Channel construction outside of the border and market structure adjustments go hand in hand, and the Shandong factory is expected to contribute revenue growth in the fourth quarter. In terms of channel construction, the number of dealers outside of the country increased by 119 to 490 in the first half of the year compared to the end of 2022. We expect to mainly merge into Xinnong Dairy distributors. Compared with the net opening of 95 to 859 specialty stores at the end of 2022, channel expansion is progressing steadily. In terms of market structure, the company further focused on key markets, listed Shandong, Guangdong, and Jiangsu as focus markets, upgraded Shanghai to nurture markets, and focused more on resource investment. At the same time, the company's Shandong Qiyuan plant will begin production and sales in the fourth quarter of this year. Currently, the sales team has been completed and is expected to contribute a certain amount to the company's overseas revenue.
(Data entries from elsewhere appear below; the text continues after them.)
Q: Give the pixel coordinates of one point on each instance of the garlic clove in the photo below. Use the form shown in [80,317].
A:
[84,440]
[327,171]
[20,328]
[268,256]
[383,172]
Profit forecast and investment rating: The company's internal position is stable. In the process of market development outside of the country, it has formed a good differentiation in milk sources, products, and channels. After this round of market reform, the development foundation is more solid and solid. Currently, the base is still small, and there is a lot of room for long-term future development. We expect the company's EPS from 2023 to 2025 to be 0.76/0.92/1.09 yuan, and the corresponding PE is 17/14/12 times, maintaining the “buy” rating.

Risk warning: 1) New product promotion falls short of expectations; 2) competition in markets outside of China intensifies; 3) production capacity construction falls short of expectations; 4) raw material prices have risen beyond expectations; 5) food safety issues.

The translation is provided by third-party software.